Legal exceptions
However, outside of consent, there will continue to be legal permissions that justify data processing without consent . These include, for example, processing to execute a contract, to fulfill a legal obligation and processing to protect the legitimate interests of a company - provided that the interests and fundamental rights of the users concerned do not outweigh them.
In case of doubt, however, the user's personal rights will continue to take precedence, which is why many new (and existing) business models cannot be justified on this basis. For example, the processing of names and addresses is still permitted if this information is required for the shipping of goods. In the future, however, user tracking will hardly be justified without the user's consent. In this case, the user's personal rights generally prevail. Digital business models must therefore think carefully about which personal data they are even allowed to use without their express consent.

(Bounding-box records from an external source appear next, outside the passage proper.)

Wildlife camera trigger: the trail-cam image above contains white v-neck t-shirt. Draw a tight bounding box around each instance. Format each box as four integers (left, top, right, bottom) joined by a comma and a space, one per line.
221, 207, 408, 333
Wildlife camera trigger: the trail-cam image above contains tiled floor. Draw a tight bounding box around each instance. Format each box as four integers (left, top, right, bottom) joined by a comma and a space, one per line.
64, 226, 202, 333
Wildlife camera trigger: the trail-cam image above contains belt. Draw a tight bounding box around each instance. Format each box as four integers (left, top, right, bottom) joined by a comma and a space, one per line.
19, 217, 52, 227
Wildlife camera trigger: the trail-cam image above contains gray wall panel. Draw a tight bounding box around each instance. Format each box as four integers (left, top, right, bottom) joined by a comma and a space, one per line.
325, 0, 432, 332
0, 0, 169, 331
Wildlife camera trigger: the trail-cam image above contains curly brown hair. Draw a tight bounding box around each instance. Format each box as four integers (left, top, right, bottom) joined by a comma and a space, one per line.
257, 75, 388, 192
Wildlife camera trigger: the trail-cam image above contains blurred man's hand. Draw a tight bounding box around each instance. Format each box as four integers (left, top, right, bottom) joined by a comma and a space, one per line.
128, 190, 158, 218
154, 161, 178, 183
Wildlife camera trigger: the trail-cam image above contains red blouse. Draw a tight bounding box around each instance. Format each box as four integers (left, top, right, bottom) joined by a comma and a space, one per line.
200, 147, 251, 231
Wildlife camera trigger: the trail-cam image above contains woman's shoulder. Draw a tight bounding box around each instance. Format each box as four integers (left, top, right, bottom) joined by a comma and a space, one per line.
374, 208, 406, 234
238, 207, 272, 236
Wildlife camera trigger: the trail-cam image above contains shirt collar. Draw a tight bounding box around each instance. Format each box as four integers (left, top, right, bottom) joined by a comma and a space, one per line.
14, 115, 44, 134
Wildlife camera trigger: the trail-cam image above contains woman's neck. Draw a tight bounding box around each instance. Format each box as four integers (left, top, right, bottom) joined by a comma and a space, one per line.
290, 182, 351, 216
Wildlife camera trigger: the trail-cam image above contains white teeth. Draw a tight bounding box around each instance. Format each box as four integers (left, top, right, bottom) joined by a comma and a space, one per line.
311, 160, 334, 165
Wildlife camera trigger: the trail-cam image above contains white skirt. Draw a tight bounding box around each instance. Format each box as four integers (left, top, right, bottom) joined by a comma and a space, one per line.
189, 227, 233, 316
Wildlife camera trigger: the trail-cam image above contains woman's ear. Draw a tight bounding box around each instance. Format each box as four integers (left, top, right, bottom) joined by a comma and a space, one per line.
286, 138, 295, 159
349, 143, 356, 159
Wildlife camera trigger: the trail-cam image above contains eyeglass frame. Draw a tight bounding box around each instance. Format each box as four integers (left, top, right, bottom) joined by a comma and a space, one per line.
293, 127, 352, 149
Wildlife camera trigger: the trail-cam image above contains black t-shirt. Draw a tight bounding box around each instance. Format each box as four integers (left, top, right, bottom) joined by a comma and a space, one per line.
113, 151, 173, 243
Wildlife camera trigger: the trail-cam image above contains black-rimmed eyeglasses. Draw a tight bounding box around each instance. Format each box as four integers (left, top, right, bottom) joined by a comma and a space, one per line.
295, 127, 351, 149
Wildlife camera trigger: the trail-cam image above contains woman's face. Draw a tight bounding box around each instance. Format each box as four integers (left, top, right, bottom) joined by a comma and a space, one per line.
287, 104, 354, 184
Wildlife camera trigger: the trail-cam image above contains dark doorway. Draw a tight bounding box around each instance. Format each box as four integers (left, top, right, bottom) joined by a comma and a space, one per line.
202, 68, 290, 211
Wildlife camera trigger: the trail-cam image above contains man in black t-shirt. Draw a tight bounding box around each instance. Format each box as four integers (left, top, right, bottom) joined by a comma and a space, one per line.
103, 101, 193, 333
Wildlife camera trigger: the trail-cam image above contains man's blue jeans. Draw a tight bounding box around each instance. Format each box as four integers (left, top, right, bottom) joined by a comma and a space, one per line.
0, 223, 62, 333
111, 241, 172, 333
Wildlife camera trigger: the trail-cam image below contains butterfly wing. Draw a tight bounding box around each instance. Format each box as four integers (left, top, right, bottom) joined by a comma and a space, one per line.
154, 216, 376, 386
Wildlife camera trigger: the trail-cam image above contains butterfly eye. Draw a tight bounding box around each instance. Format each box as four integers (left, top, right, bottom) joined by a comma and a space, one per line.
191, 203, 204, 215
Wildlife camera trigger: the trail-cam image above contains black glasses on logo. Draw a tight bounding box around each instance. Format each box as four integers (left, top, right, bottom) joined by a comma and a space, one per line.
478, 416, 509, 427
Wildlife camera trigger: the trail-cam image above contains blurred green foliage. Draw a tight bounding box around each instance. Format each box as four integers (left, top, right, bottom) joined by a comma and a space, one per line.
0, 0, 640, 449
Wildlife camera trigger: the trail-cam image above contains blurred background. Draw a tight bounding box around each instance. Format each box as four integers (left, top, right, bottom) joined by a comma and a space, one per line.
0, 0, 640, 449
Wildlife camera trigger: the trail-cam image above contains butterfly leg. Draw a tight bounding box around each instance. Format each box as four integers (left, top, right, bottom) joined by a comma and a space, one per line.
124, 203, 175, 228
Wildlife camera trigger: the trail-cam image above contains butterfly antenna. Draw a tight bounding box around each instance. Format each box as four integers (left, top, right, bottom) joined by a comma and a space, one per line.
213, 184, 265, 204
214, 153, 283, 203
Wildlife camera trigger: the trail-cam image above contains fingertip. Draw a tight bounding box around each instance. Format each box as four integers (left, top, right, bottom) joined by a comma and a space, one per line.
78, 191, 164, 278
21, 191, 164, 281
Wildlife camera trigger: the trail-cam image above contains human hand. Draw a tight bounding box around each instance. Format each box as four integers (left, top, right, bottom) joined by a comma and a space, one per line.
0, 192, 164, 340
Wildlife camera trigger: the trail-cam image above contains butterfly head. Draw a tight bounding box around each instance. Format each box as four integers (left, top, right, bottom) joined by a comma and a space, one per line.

The EU General Data Protection Regulation contains singapore number dataset two major innovations in technical data protection:
complete security for company and software - AGNITASFirstly, those responsible will be required to use data protection-friendly technologies in the future ( “Privacy by Design” ), and secondly, products or services must be offered with data protection-friendly pre-settings ( “Privacy by Default” ).
Companies must then design their data processing in such a way that, by default, only personal data that is necessary for the specific processing purpose is processed. As an example, the GDPR mentions pseudonymization as a possible measure for data minimization.
principle of data minimization
In addition, software providers are required to observe the principle of data minimization using technical default settings. This extends to the amount of data collected, the extent of processing, the storage period and accessibility (by third parties). Failure to comply can result in heavy fines. The new regulations are clearly aimed at the processing practices of social networks. In the future, these networks will be obliged to select the smallest possible group of recipients within the framework of their default settings. However, all other types of companies are of course also affected by the stricter regulations.
For the practice of email marketing, this means that when collecting registration data, for example, more attention must be paid to whether this information is required for the service. In addition, technical data protection could also have an impact on automated click tracking.